Meeting of minds will cut costs

For many large companies, event management is not about staging glamorous gatherings, high-profile product launches or exotic incentive trips, but more frequent staff and client meetings that communicate vital information, writes Abigail Wills

Meetings can cost an organisation millions of pounds. While the way companies book air travel or accommodation has been scrutinised closely to cap spending, monitoring outgoings on actual meetings is taking a little longer.

“Three or four years ago, most of the companies we worked with would admit that they did not know what their meetings spend was and could easily be 50 per cent out when putting a figure against it,” says Des McLaughlin, managing director at meetings agency Grass Roots HBI.

Fay Sharpe, managing director of venue finding and events company Zibrant, agrees. “Meetings spend is a maverick area and not easily controlled because there are so many people in a business who plan meetings, so budgets are held in different pockets around a company,” she says.

Strategic Meetings Management (SMM) first emerged about a decade ago. Put simply, it is about having an organised and structured way of booking meetings. It was pioneered by companies with large sales forces and multiple product lines, often those from the pharmaceutical and technology industries, which necessitated more frequent or large-scale meetings.

Compliance to regulatory laws and guidelines, particularly for the pharmaceutical industry, led to demand for more auditable meeting processes. And SMM has picked up momentum in the wake of the recession, as the driving force behind its implementation is often the need to cut costs. Procurement departments are increasingly more involved in the process of controlling meetings expenditure.

“The main reason a company develops an SMM programme is to create savings,” says Mr McLaughlin. “If a company is spending in excess of £2 million on meetings, for example, then it should be looking to save 30 per cent by putting an SMM plan in place.”

SMM programmes require a company to collect data on meetings and events spending by registering it through a centralised system or individual. Instant reductions in costs can be made by consolidating suppliers, while a preferred venues list can mean that a company is less likely to be exposed to financial risk because it is able to negotiate volume discounts and more favourable contract terms.

Put simply, it is about having an organised and structured way of booking meetings

Following an SMM policy also allows companies to communicate guidelines employees must follow in terms of brand image. Zibrant’s Ms Sharpe says that this is of particular concern for companies in the financial sector at present. She adds that in sectors, such as oil and gas, health and safety is another reason for developing an SMM programme as it means companies can monitor where employees are travelling.

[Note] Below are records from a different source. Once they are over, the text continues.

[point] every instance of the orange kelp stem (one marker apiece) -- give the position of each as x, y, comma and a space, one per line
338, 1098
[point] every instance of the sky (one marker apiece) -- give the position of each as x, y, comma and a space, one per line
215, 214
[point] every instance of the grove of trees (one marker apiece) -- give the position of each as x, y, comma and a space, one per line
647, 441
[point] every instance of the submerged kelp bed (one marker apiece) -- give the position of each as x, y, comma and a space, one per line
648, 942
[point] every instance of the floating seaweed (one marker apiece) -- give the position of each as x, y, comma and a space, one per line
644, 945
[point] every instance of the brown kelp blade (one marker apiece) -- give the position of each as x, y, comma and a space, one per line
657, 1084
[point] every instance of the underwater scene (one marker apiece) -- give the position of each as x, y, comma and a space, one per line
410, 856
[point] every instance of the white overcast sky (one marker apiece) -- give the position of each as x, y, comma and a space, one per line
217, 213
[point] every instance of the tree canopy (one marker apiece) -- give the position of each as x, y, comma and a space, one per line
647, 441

SMM is not without its challenges. One issue can be around compliance, with some employees who are charged with planning meetings reluctant to work with centralised booking processes. Ms Sharpe also says there has to be a consideration for the culture of an organisation and recommends that those tasked with streamlining a global business’s meetings spending start on home turf to be able to demonstrate the immediate benefits.

For companies that hold one-off creative events, such as car companies staging product launches, then working with preferred venues and suppliers might not be appropriate. But the framework of an SMM programme still ensures companies are considering the reasons for staging events more carefully.

“Central to SMM is knowing what drives the business. Without this approach, most people do not spend the time trying to understand what it is they want to achieve. SMM starts by asking the why, rather than the how,” says James Wilkins, managing director at communications agency Logistik, which organises events for clients including Marks & Spencer, Lloyds Banking Group and the Post Office.

The term SMM is often used inappropriately to refer to the strategic delivery of meetings and events, rather than the company-wide processes and standards that mitigate risk and result in cost-savings. And, although SMM will result in more careful consideration of what the company wants the outcome of a meeting to be, measurements relating to SMM policies will be linked to the delivery of the event, not the impact of the meeting.

Providing you have commitment from senior management and end-users, SMM should give a very good idea of w hat a company is spending and saving. “Companies that have an SMM policy in place will know exactly what they are spending on the hotel or venue, which accounts for about 60 per cent of the meeting cost,” says Mr McLaughlin. “What they might not know is the exact spend on auxiliary services, such as flowers, speakers or AV . That’s the next step for SMM.”